Saturday, January 15, 2011

anathem i

I just past the halfway point of Anathem, by Neal Stephenson (509/937). I'm sure I've read some similar things--when I was younger I read a lot more fantasy and sci fi--but I don't recall anything quite like this. Speculative Fiction is probably the best description I can come up with and 500+ pages in, I'm still not sure what exactly is going on. Anathem is built around a mystery, of sorts, and surrounded by more mystery. Sounds complex, but it isn't really. Stephenson takes the time to allow the story to unfold, and allow his readers to catch up.

This idea of allowing the reader to catch up is actually an integral part of the story arc, and the writer-reader relationship in this book; maybe dialog is a better word. The frontmatter includes a note to the reader, along with a timeline. The backmatter includes a glossary, and an appendix which I thought was helpful. The chapters, and many of the scene changes in the text are punctuated by glossary entries that either explain a term that was just used, or, more often, explains a term the reader will need in the coming scene, which acts as a foreshadowing tool, and fortunately, is not as clunky as it seems.

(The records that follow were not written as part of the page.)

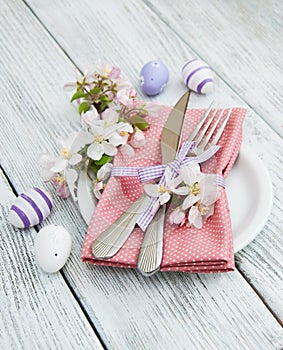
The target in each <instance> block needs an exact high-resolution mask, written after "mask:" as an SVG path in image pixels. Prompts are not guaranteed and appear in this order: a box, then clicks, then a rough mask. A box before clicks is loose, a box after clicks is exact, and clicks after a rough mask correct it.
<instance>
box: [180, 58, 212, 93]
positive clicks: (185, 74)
mask: <svg viewBox="0 0 283 350" xmlns="http://www.w3.org/2000/svg"><path fill="white" fill-rule="evenodd" d="M182 76H183V79H184V82H185V84H186V86H187V88H188V89H189V90H192V91H194V92H197V93H198V94H207V93H209V92H210V91H211V90H212V89H213V84H214V81H213V75H212V71H211V69H210V67H209V66H208V65H207V64H206V63H205V62H203V61H201V60H199V59H197V58H194V59H192V60H190V61H187V62H186V63H185V64H184V66H183V68H182Z"/></svg>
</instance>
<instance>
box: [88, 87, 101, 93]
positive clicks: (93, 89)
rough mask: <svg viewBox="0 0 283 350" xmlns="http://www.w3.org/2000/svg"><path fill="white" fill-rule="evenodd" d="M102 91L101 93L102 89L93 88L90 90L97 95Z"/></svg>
mask: <svg viewBox="0 0 283 350" xmlns="http://www.w3.org/2000/svg"><path fill="white" fill-rule="evenodd" d="M100 91H101V88H93V89H91V90H90V93H91V94H94V95H96V94H99V93H100Z"/></svg>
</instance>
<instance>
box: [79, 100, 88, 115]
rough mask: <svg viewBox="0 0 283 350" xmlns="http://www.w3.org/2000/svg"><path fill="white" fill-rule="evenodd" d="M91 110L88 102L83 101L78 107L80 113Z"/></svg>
mask: <svg viewBox="0 0 283 350" xmlns="http://www.w3.org/2000/svg"><path fill="white" fill-rule="evenodd" d="M89 110H90V106H89V104H88V103H87V102H82V103H81V104H80V105H79V108H78V111H79V113H80V114H82V112H87V111H89Z"/></svg>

Anathem seems to take place on a world very much like Earth. So similar that we could be related to its inhabitants somehow. Are they descendants? A parallel universe? I'm not sure, but a lot of their habits, and lifestyles are similar to ours, if only exaggerated or simplified. As is there language. Many of the terms included in the glossary entries are very similar to English words, and seems as though they could have evolved from a common root language. I love the language related stuff: etymology, definition drift. But what does it all mean?

Not sure, yet.

By the way, aren't these cover images weirdly similar? Thanks for the book Dad!